It’s almost pinch punch first of the month the first of June and finally the sun has encouraged the elder bushes and trees to bloom in abundance. According to the Scibblers on SCRAN it is now the time to brew up some elderflower champagne!

Over the last few years the popularity of making elderflower cordials and pop has grown – not suprising when you see the cost of commercially produced versions.  Making your own “champagne” is not only cheaper but very simple, fun and a little risky – will it be fizzy? Will it be too fizzy and blow the bottles? Try out this recipe and hopefully you will make a delicious refreshing summer drink.

elderflower-champagne

The methods detailed on River Cottage and BBC Food websites still talk about storing the drink in glass bottles however I lean to the experience of the Muncher in this classic feature about making elderflower champagne but emphasising the dangers of glass bottle exploding as the pressure built up by the CO2 being too great to be contained.  Instead it is recommended that plastic bottles are used – tonic water/lemonade types which can withstand the enorous pressure and if it becomes too great will distort rather than blowing the bottle into smithereens.

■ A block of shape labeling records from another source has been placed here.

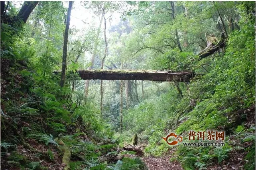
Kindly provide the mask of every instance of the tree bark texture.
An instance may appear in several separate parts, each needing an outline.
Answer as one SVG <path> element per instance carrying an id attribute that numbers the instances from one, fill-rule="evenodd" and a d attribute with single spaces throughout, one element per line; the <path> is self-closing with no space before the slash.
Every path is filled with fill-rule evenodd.
<path id="1" fill-rule="evenodd" d="M 120 134 L 122 134 L 123 132 L 123 81 L 121 80 L 121 85 L 120 86 Z"/>
<path id="2" fill-rule="evenodd" d="M 91 65 L 88 68 L 88 70 L 91 70 L 93 66 L 93 64 L 94 63 L 94 60 L 95 60 L 95 56 L 96 56 L 96 51 L 97 51 L 97 46 L 98 46 L 98 37 L 100 35 L 100 28 L 101 27 L 101 24 L 102 23 L 102 21 L 103 19 L 103 14 L 102 13 L 102 15 L 101 15 L 101 18 L 100 18 L 100 25 L 98 26 L 98 29 L 97 30 L 97 32 L 96 33 L 96 36 L 95 37 L 95 44 L 94 44 L 94 46 L 93 47 L 93 56 L 91 59 Z M 90 83 L 89 79 L 87 79 L 85 81 L 85 99 L 87 98 L 87 97 L 88 95 L 88 89 L 89 89 L 89 83 Z"/>
<path id="3" fill-rule="evenodd" d="M 73 1 L 69 1 L 69 9 L 67 11 L 67 23 L 65 28 L 65 34 L 63 43 L 63 53 L 62 54 L 62 68 L 61 69 L 61 80 L 59 82 L 59 85 L 61 87 L 63 87 L 65 84 L 66 78 L 66 68 L 67 68 L 67 41 L 69 37 L 69 23 L 70 23 L 70 15 L 71 15 L 71 10 L 72 8 Z"/>
<path id="4" fill-rule="evenodd" d="M 224 33 L 223 32 L 221 33 L 220 40 L 217 44 L 212 44 L 209 46 L 207 46 L 205 48 L 198 54 L 197 55 L 200 59 L 205 58 L 213 54 L 215 52 L 219 50 L 220 49 L 224 48 L 226 41 L 226 37 L 225 37 Z"/>
<path id="5" fill-rule="evenodd" d="M 189 82 L 195 75 L 189 70 L 174 72 L 171 70 L 80 70 L 77 72 L 84 80 L 138 80 Z"/>

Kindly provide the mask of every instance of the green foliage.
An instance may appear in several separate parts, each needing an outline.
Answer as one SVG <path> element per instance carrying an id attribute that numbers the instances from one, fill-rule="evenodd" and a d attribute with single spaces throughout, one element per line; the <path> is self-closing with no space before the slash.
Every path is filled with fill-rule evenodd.
<path id="1" fill-rule="evenodd" d="M 13 145 L 12 145 L 11 143 L 8 143 L 2 141 L 1 142 L 1 147 L 2 147 L 3 148 L 5 149 L 6 150 L 7 150 L 9 147 L 14 146 Z"/>
<path id="2" fill-rule="evenodd" d="M 32 162 L 28 165 L 28 167 L 31 170 L 39 169 L 41 167 L 41 163 L 39 162 Z"/>
<path id="3" fill-rule="evenodd" d="M 125 157 L 118 160 L 113 166 L 109 166 L 113 170 L 147 170 L 145 163 L 138 157 L 134 158 Z"/>
<path id="4" fill-rule="evenodd" d="M 217 147 L 214 149 L 215 156 L 218 158 L 218 162 L 220 163 L 228 157 L 228 153 L 232 149 L 230 146 L 225 145 L 224 146 Z"/>

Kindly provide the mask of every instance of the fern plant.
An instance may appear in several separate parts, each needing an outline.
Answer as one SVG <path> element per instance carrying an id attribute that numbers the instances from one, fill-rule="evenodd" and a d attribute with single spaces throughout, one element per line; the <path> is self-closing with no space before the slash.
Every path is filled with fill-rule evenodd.
<path id="1" fill-rule="evenodd" d="M 7 150 L 8 148 L 10 147 L 14 146 L 13 145 L 12 145 L 10 143 L 8 143 L 7 142 L 2 142 L 0 143 L 1 147 L 2 147 L 4 148 L 6 150 Z"/>

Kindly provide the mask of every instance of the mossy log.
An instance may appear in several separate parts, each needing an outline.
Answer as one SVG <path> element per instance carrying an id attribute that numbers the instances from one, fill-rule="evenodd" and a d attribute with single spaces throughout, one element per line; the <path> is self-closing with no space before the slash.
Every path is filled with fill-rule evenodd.
<path id="1" fill-rule="evenodd" d="M 138 136 L 137 134 L 135 134 L 132 137 L 132 143 L 134 145 L 136 145 L 138 143 Z"/>
<path id="2" fill-rule="evenodd" d="M 136 152 L 136 155 L 142 156 L 144 155 L 142 148 L 139 146 L 128 145 L 124 147 L 126 151 Z"/>
<path id="3" fill-rule="evenodd" d="M 55 71 L 54 73 L 60 72 Z M 189 70 L 80 70 L 77 72 L 84 80 L 138 80 L 184 82 L 189 82 L 195 74 Z"/>
<path id="4" fill-rule="evenodd" d="M 64 145 L 64 142 L 61 139 L 57 138 L 55 139 L 54 140 L 59 145 Z M 70 170 L 69 163 L 70 162 L 71 153 L 70 153 L 70 151 L 69 151 L 69 149 L 66 146 L 59 146 L 58 147 L 58 149 L 63 153 L 62 157 L 62 163 L 65 164 L 66 165 L 65 168 L 64 168 L 64 170 Z"/>

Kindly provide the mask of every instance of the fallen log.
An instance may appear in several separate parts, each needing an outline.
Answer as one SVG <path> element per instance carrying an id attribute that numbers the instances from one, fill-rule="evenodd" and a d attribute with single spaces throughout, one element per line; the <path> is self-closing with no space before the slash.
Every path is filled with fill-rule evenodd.
<path id="1" fill-rule="evenodd" d="M 221 35 L 221 39 L 217 44 L 215 44 L 213 43 L 211 44 L 197 54 L 199 59 L 201 60 L 213 54 L 221 48 L 223 48 L 225 46 L 226 41 L 227 37 L 225 37 L 225 34 L 224 32 L 222 33 Z"/>
<path id="2" fill-rule="evenodd" d="M 55 71 L 54 73 L 57 73 L 59 71 Z M 80 70 L 77 72 L 84 80 L 138 80 L 184 82 L 189 82 L 195 75 L 193 72 L 188 70 Z"/>
<path id="3" fill-rule="evenodd" d="M 139 146 L 128 145 L 124 147 L 124 149 L 126 151 L 136 152 L 136 155 L 142 156 L 144 155 L 142 148 Z"/>

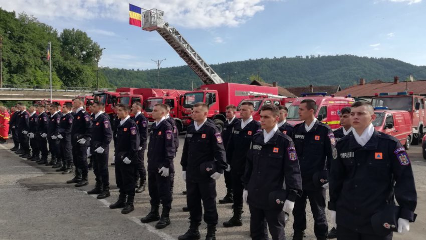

You only need a handful (7or 8) of full bloom elderflower heads and it is best to pick these on a still sunny day well away from traffic pollution.  Heads picked? Let’s begin.

 

  • Half fill a clean bucket with 2 gallons of cold water (thats 10 Litres for my Euro chums)
  • dissolve 2lbs (1kg) of white sugar into the water
  • shake any debris and insects clear from the elderflower heads and immerse in the water
  • Cut two lemons in half squeeze juice into water and throw in the squeezed halfs
  • add a splosh (4 tablespoons) of white wine vinegar
  • stir gently and cover with a clean tea towel
  • leave for 24 hours stirring occasionally

Strain into plastic bottles, loosely put the tops on to allow the fermenting gasses to escape the after a few days when the bubble are slowing down scre the tops on tightly and leave in a cool dark place for a week or so then crack one open carefully and enjoy!